The value of `K_w `in neutral solution is ` 5.474 xx 10 ^(-14) " at " 50 ^(@) C ` . Calculate the pH of the solution at this temperature.

To calculate the pH of a neutral solution at 50°C where the value of \( K_w \) is given as \( 5.474 \times 10^{-14} \), we can follow these steps: ### Step-by-Step Solution: 1. **Understand the relationship of \( K_w \)**: \[ K_w = [H^+][OH^-] \] In a neutral solution, the concentration of hydrogen ions \([H^+]\) is equal to the concentration of hydroxide ions \([OH^-]\).

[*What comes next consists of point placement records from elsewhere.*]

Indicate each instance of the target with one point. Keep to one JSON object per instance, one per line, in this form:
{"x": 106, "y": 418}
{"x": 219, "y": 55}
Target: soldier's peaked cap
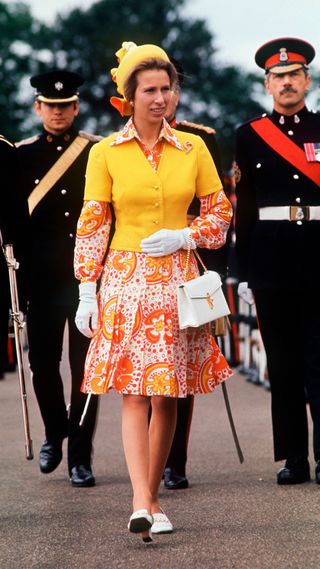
{"x": 57, "y": 86}
{"x": 283, "y": 55}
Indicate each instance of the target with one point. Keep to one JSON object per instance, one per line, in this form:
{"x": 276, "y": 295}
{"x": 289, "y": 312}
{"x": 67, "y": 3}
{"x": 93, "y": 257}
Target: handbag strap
{"x": 188, "y": 258}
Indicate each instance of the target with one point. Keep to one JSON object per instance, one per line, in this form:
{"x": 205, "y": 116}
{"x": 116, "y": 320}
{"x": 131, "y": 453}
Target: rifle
{"x": 18, "y": 325}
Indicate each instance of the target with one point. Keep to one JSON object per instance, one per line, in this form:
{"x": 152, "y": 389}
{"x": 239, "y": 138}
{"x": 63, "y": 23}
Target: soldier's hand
{"x": 245, "y": 293}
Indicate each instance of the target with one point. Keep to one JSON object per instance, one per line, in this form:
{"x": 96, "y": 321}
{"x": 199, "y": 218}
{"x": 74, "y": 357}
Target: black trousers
{"x": 289, "y": 322}
{"x": 178, "y": 454}
{"x": 46, "y": 324}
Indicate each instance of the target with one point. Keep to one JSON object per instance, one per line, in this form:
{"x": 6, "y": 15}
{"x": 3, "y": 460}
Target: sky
{"x": 239, "y": 26}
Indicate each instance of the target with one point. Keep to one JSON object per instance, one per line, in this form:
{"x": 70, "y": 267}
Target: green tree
{"x": 217, "y": 96}
{"x": 16, "y": 29}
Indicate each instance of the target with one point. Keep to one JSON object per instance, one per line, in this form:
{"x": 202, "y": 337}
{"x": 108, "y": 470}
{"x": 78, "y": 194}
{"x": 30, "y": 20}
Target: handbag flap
{"x": 208, "y": 283}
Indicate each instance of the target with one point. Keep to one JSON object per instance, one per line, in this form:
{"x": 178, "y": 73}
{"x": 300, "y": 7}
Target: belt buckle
{"x": 299, "y": 213}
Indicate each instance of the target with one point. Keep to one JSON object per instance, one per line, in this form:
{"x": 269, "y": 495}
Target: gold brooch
{"x": 188, "y": 146}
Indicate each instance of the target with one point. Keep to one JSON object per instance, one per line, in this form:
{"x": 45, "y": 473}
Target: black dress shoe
{"x": 173, "y": 480}
{"x": 50, "y": 456}
{"x": 82, "y": 477}
{"x": 295, "y": 471}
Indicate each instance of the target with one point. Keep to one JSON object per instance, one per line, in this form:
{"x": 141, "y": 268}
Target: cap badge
{"x": 283, "y": 54}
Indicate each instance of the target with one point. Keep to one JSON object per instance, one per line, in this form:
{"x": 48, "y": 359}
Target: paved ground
{"x": 232, "y": 517}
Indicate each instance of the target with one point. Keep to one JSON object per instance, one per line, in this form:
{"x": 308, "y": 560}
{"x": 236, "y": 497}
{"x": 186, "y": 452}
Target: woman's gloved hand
{"x": 166, "y": 241}
{"x": 87, "y": 314}
{"x": 245, "y": 293}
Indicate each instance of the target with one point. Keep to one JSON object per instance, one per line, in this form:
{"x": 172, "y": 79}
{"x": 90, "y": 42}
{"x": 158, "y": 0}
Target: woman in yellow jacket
{"x": 150, "y": 174}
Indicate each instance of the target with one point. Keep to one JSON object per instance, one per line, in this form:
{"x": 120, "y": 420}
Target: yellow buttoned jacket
{"x": 145, "y": 200}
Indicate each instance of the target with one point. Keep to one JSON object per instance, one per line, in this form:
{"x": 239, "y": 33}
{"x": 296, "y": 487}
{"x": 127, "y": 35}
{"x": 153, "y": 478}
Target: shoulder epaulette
{"x": 253, "y": 120}
{"x": 89, "y": 136}
{"x": 3, "y": 138}
{"x": 207, "y": 129}
{"x": 29, "y": 140}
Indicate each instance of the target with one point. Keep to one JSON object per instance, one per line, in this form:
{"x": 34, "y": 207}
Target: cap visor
{"x": 282, "y": 69}
{"x": 55, "y": 100}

Therefore, we can express this as: \[ K_w = [H^+]^2 \] 2. **Substitute the given value of \( K_w \)**: \[ [H^+]^2 = 5.474 \times 10^{-14} \] 3. **Solve for \([H^+]\)**: To find the concentration of hydrogen ions, take the square root of both sides: \[ [H^+] = \sqrt{5.474 \times 10^{-14}} \] 4. **Calculate \([H^+]\)**: Performing the calculation: \[ [H^+] = \sqrt{5.474 \times 10^{-14}} \approx 2.34 \times 10^{-7} \, \text{M} \] 5. **Calculate the pH**: The pH is calculated using the formula: \[ pH = -\log[H^+] \] Substitute the value of \([H^+]\): \[ pH = -\log(2.34 \times 10^{-7}) \] 6. **Break down the logarithm**: Using the properties of logarithms: \[ pH = -\log(2.34) - \log(10^{-7}) = -\log(2.34) + 7 \] Since \(\log(10^{-7}) = -7\). 7. **Calculate \(-\log(2.34)\)**: Using a calculator or logarithm table: \[ -\log(2.34) \approx -0.370 \] 8. **Combine the results**: \[ pH \approx -0.370 + 7 \approx 6.63 \] ### Final Answer: The pH of the solution at 50°C is approximately **6.63**.